God has, in all ages of the Church, called some of his handmaids to eminent publicity and usefulness; and when the residue of the Spirit is poured out, and the millennium glory ushered in, the prophecy of Joel being fully accomplished in all its glory, then, probably, there be such a sweet blending into one spirit … that the wonder will then be, that the exertions of pious females to bring souls to Christ should ever have been opposed or obstructed.2

The holy spirit, according to the story of Pentecost, topples hierarchy, like a mighty wind unleashed on us. The result? Men can’t speak in other languages more ably than women. Owners can’t proclaim God’s praiseworthy acts more deftly than slaves.
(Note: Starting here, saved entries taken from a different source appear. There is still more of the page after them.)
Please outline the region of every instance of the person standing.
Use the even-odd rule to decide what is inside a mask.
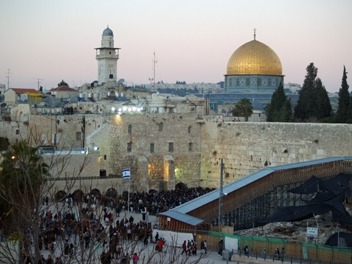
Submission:
[[[223,239],[220,239],[218,247],[219,247],[218,254],[221,256],[222,255],[222,251],[224,250],[224,240]]]
[[[183,253],[185,253],[187,255],[187,242],[186,242],[186,240],[184,240],[183,243],[182,243],[181,255],[183,255]]]
[[[137,255],[137,253],[134,253],[132,256],[132,262],[133,264],[137,264],[139,260],[139,256]]]
[[[207,241],[204,240],[204,253],[207,254],[208,253],[208,244],[207,244]]]
[[[262,258],[266,260],[266,249],[264,248],[262,251]]]

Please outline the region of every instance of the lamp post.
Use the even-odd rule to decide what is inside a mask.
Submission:
[[[223,179],[223,170],[224,170],[224,164],[223,160],[220,160],[220,188],[219,188],[219,232],[221,232],[221,225],[222,225],[222,204],[223,204],[223,196],[224,196],[224,191],[223,191],[223,185],[224,185],[224,179]]]

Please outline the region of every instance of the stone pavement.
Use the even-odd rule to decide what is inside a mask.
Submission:
[[[120,217],[123,217],[125,213],[126,213],[126,217],[127,218],[129,218],[130,215],[132,215],[135,221],[140,221],[142,219],[142,214],[139,214],[139,213],[122,212]],[[149,220],[149,222],[152,223],[152,226],[154,226],[154,225],[157,226],[158,223],[157,223],[157,217],[156,216],[149,216],[148,220]],[[146,254],[146,255],[151,254],[151,252],[153,251],[154,247],[155,247],[155,244],[150,243],[148,245],[148,247],[143,250],[145,252],[144,254]],[[181,256],[181,251],[182,251],[181,248],[176,249],[176,252],[177,252],[177,254],[179,254],[179,257],[180,258],[181,257],[184,258],[184,256]],[[189,256],[188,260],[186,262],[183,262],[183,261],[182,262],[183,263],[194,263],[195,260],[200,258],[199,254],[200,254],[200,250],[198,250],[198,255],[197,256]],[[143,253],[141,255],[142,255],[141,256],[141,259],[142,259]],[[141,263],[143,263],[143,262],[141,262]],[[160,263],[160,262],[158,262],[158,263]],[[164,257],[163,263],[168,264],[167,257]],[[206,256],[202,257],[198,263],[200,263],[200,264],[212,264],[212,263],[213,264],[219,264],[219,263],[222,263],[222,264],[224,264],[224,263],[233,263],[233,264],[235,264],[235,263],[236,264],[242,264],[242,263],[252,263],[252,264],[277,263],[277,264],[279,264],[279,263],[282,263],[282,262],[279,261],[279,260],[273,261],[271,258],[267,258],[266,260],[264,260],[262,258],[246,257],[244,255],[242,255],[242,256],[232,255],[231,260],[225,260],[225,259],[222,258],[222,256],[220,256],[218,254],[217,251],[211,251],[210,250],[208,252],[208,254]],[[288,264],[288,263],[291,263],[291,262],[284,261],[284,263]]]
[[[140,220],[142,220],[142,214],[140,213],[130,213],[127,211],[123,211],[120,213],[120,217],[118,217],[118,219],[122,219],[124,217],[126,217],[127,219],[129,219],[130,216],[133,216],[134,218],[134,222],[139,222]],[[152,224],[152,226],[157,226],[157,217],[156,216],[152,216],[149,215],[147,218],[148,222],[150,222]],[[208,254],[205,256],[200,256],[200,250],[198,250],[198,254],[197,256],[184,256],[181,255],[182,249],[181,248],[171,248],[169,250],[167,250],[166,253],[159,253],[156,252],[154,250],[155,248],[155,244],[154,243],[149,243],[148,246],[144,246],[143,242],[138,242],[137,248],[135,249],[137,252],[140,252],[140,261],[139,263],[143,264],[145,263],[145,261],[143,261],[143,258],[147,258],[151,255],[154,255],[153,259],[155,261],[153,261],[153,263],[163,263],[163,264],[169,264],[170,261],[170,255],[174,255],[177,259],[180,260],[179,263],[195,263],[195,261],[197,261],[199,259],[200,264],[219,264],[219,263],[236,263],[236,264],[243,264],[243,263],[252,263],[252,264],[259,264],[259,263],[282,263],[281,261],[275,260],[275,262],[273,262],[272,259],[268,258],[266,260],[263,260],[261,258],[254,258],[254,257],[246,257],[246,256],[239,256],[239,255],[232,255],[231,260],[225,260],[223,259],[222,256],[220,256],[218,254],[217,251],[212,251],[209,250]],[[103,249],[102,249],[103,250]],[[43,250],[42,251],[44,257],[47,257],[47,255],[49,254],[48,250]],[[98,254],[99,255],[99,254]],[[100,263],[100,261],[96,262],[97,264]],[[115,262],[113,262],[115,263]],[[132,263],[132,262],[131,262]],[[290,262],[285,262],[286,264],[289,264]]]

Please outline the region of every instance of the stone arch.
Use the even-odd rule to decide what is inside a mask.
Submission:
[[[155,189],[150,189],[149,190],[149,193],[157,193],[158,191],[157,190],[155,190]]]
[[[105,193],[105,196],[106,197],[109,197],[109,198],[116,198],[117,197],[117,191],[115,188],[109,188],[107,189],[106,193]]]
[[[77,189],[72,193],[72,199],[75,202],[82,202],[83,196],[84,196],[84,192],[81,189]]]
[[[91,191],[90,191],[90,195],[94,195],[94,196],[97,197],[98,199],[101,198],[101,193],[100,193],[100,191],[99,191],[97,188],[91,190]]]
[[[179,182],[175,185],[176,190],[185,190],[188,189],[187,185],[183,182]]]
[[[56,194],[55,194],[55,202],[62,202],[67,196],[67,193],[63,190],[60,190],[58,191]]]

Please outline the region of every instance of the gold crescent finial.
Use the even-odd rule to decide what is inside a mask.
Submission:
[[[254,28],[253,30],[254,30],[254,40],[256,40],[255,38],[256,38],[256,36],[257,36],[257,35],[256,35],[256,31],[257,31],[257,29],[256,29],[256,28]]]

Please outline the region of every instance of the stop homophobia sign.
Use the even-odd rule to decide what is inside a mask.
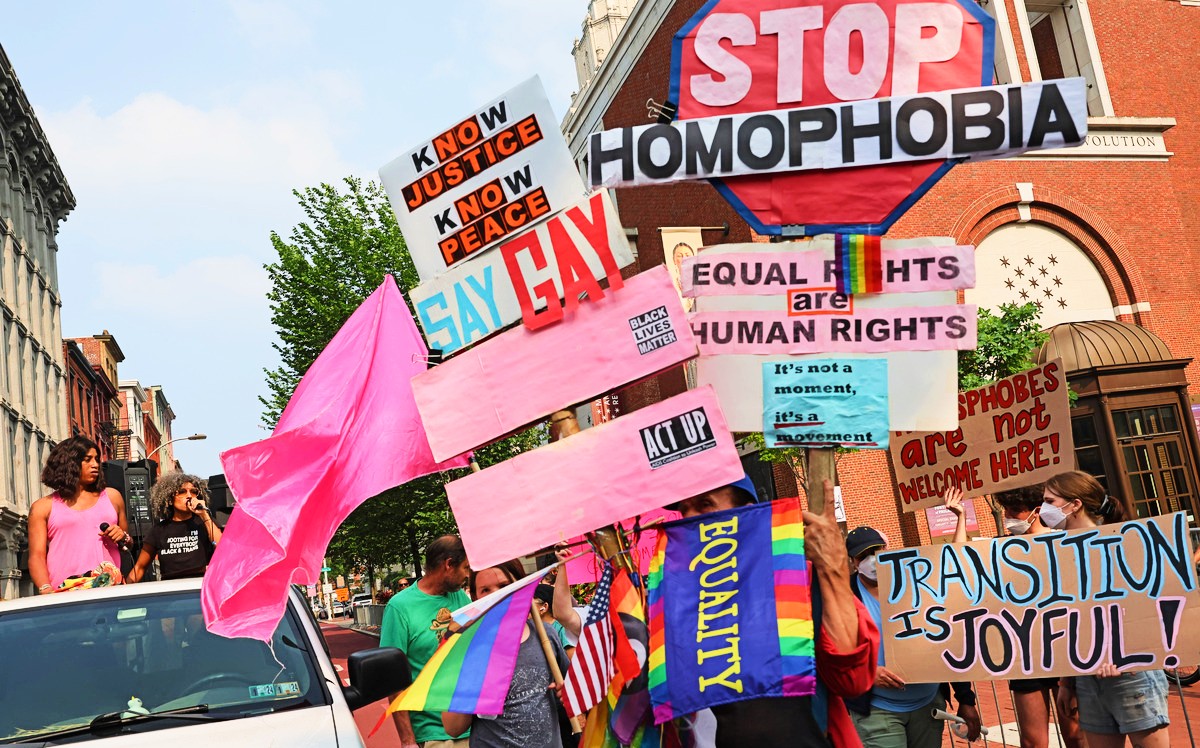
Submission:
[[[890,450],[906,512],[1041,483],[1075,466],[1062,359],[958,395],[954,431],[901,432]]]

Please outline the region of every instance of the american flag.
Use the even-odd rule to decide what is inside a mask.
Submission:
[[[571,667],[564,679],[563,706],[567,714],[577,717],[600,703],[608,693],[616,668],[613,666],[612,617],[608,614],[609,594],[612,590],[613,570],[611,564],[604,565],[604,573],[596,583],[596,592],[588,608],[587,620],[579,632],[579,646],[575,649]]]

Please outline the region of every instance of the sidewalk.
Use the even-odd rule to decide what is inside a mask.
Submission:
[[[1167,728],[1170,744],[1172,748],[1177,746],[1193,746],[1195,748],[1197,743],[1193,742],[1188,734],[1187,717],[1195,715],[1192,719],[1200,725],[1200,684],[1184,688],[1182,698],[1180,698],[1178,686],[1174,682],[1171,682],[1170,685],[1171,692],[1167,697],[1167,708],[1171,718],[1171,725]],[[1007,681],[999,681],[994,684],[977,683],[975,688],[979,694],[979,715],[988,729],[988,734],[982,740],[970,745],[1021,745],[1020,734],[1017,731],[1017,718],[1013,711],[1012,696],[1009,693]],[[955,738],[949,730],[946,730],[942,745],[965,748],[968,743]],[[1057,728],[1051,725],[1050,748],[1060,748],[1062,745],[1063,743],[1058,739]]]

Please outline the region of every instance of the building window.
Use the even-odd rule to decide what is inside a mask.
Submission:
[[[1025,46],[1035,78],[1082,77],[1088,86],[1088,115],[1111,117],[1112,102],[1100,64],[1100,52],[1087,0],[1014,0],[1024,2],[1028,36]]]
[[[1091,414],[1071,419],[1071,435],[1075,440],[1075,463],[1083,472],[1100,481],[1108,490],[1108,478],[1104,469],[1104,454],[1100,451],[1100,439],[1096,433],[1096,419]]]
[[[1112,418],[1137,516],[1156,517],[1181,510],[1191,513],[1193,488],[1178,408],[1158,405],[1118,410]]]

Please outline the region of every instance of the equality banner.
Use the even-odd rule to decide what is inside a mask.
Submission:
[[[635,187],[1007,158],[1078,145],[1086,135],[1087,83],[1067,78],[605,130],[589,140],[588,177],[593,187]]]
[[[453,457],[695,355],[660,265],[581,305],[568,323],[514,328],[422,372],[413,395],[433,454]]]
[[[663,226],[659,230],[663,243],[663,264],[671,271],[671,280],[679,289],[683,308],[692,311],[696,302],[683,293],[683,266],[704,246],[704,237],[699,226]]]
[[[584,194],[537,76],[386,164],[379,176],[424,281]]]
[[[646,582],[654,721],[816,687],[797,499],[664,525]]]
[[[817,316],[779,311],[698,311],[691,315],[700,354],[886,353],[975,347],[973,305],[837,310]]]
[[[683,293],[770,296],[793,290],[826,291],[823,298],[815,300],[839,301],[835,298],[839,280],[835,244],[834,239],[814,239],[711,247],[683,260]],[[973,246],[934,238],[884,239],[881,244],[882,293],[975,287]]]
[[[906,512],[939,506],[948,486],[982,496],[1075,467],[1062,359],[958,395],[953,431],[898,433],[892,464]]]
[[[563,303],[619,288],[633,251],[608,192],[580,201],[498,251],[460,265],[409,293],[430,348],[453,353],[525,319],[561,319]],[[543,316],[544,315],[544,316]]]
[[[909,683],[1200,662],[1187,516],[879,554],[887,668]]]
[[[705,250],[708,253],[713,250]],[[700,311],[731,309],[778,309],[781,296],[705,296],[696,299]],[[854,297],[855,309],[937,307],[953,304],[955,292],[919,294],[873,294]],[[762,366],[768,363],[798,363],[825,358],[805,356],[720,355],[701,356],[696,379],[711,385],[721,401],[721,410],[734,432],[759,431],[763,427]],[[887,361],[888,423],[895,430],[934,431],[958,426],[958,354],[955,351],[891,351],[888,353],[841,353],[840,359],[879,358]]]
[[[767,447],[887,448],[887,359],[765,363],[762,391]]]
[[[690,390],[446,486],[474,569],[743,476],[711,388]]]

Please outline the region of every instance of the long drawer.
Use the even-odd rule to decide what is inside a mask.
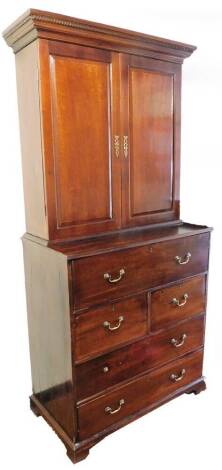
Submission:
[[[86,439],[164,400],[202,375],[202,351],[155,370],[78,407],[79,437]]]
[[[205,312],[205,276],[196,276],[150,294],[151,330],[156,331],[178,321]]]
[[[76,367],[77,400],[175,360],[203,345],[205,317],[184,321]]]
[[[207,271],[209,234],[72,262],[75,309]]]
[[[95,356],[145,336],[147,313],[147,296],[142,294],[74,316],[75,359]]]

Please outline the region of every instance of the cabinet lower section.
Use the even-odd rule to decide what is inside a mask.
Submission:
[[[121,249],[113,238],[81,242],[79,254],[24,238],[31,408],[73,462],[109,433],[205,388],[209,233],[171,230],[159,241],[155,230],[137,233]],[[137,237],[146,237],[142,247]]]

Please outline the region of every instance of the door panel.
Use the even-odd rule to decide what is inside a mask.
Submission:
[[[122,56],[125,158],[123,225],[178,217],[180,66]]]
[[[120,226],[117,54],[49,44],[54,233],[58,238]],[[112,156],[113,153],[113,156]]]
[[[131,68],[129,81],[131,210],[135,216],[171,208],[173,77]]]
[[[52,68],[59,226],[111,219],[110,64],[53,57]]]

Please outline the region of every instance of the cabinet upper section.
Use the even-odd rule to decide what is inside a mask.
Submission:
[[[30,10],[16,52],[27,231],[179,219],[181,63],[193,46]]]

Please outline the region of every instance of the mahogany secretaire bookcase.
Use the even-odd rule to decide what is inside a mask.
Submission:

Parents can’t prophesy more perceptively than their sons and daughters.

This Sunday, then, as you celebrate Pentecost, ask yourself whether you are willing to throw yourself, with the original inspired band, into a vision that is shaped, not by the world as we know it, but by divine disequilibrium.

1. Phoebe Palmer, Promise of the Father; or A Neglected Speciality of the Last Days (Boston: Henry V. Degen, 1859).

2. Phoebe Palmer, Selected Writings, edited Thomas C. Oden, in Sources of American Spirituality (Paulist, 1988), p. 39.

3. For an excellent discussion of women’s call to preach through two centuries of American history, see Priscilla Pope-Levison, Turn the Pulpit Loose: Two Centuries of American Women Evangelists (Palgrave Macmillan, 2004).